# Sum of consecutive integers is a perfect square, perfect cube

Let $p,q,r,s,t$ be consecutive positive integers such that $q+r+s$ is a perfect square and $p+q+r+s+t$ is a perfect cube. Find the smallest possible value of $r$?

Because $p,q,r,s,t$ are consecutive positive integers, we know immediately that $q=r-1,p=r-2,s=r+1,t=r+2$. This means that $q+r+s=r-1+r+r+1=3r$ and that $p+q+r+s+t=5r$.
If $3r$ is a perfect square, then this means that the prime factorization of $r$ must have $3^{2n+1}$ for some $n$; similarly, for $5r$ to be a perfect cube, we must have that the prime factorization of $r$ must have $5^{3m+2}$ for some $m$.

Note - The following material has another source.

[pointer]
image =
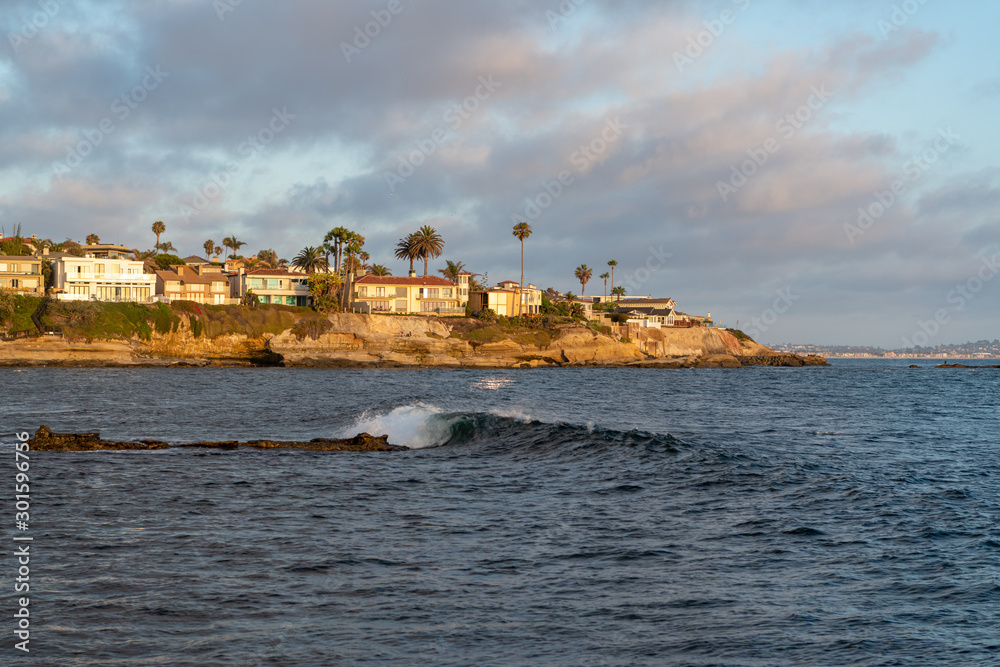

Clearly having other factors will lead to $r$ being larger, so we can say that $r$ is of the form $r=3^{2n+1}5^{3m+2}$. But $3r$ being a perfect square means that $3m+2$ must be even, so $m$ is even; the least such $m$ is 0. Similarly, $5r$ being a perfect cube means that $2n+1$ must be a (positive) multiple of 3; the least such $n$ to make this possible is $n=1$.
It follows that $r=3^35^2$.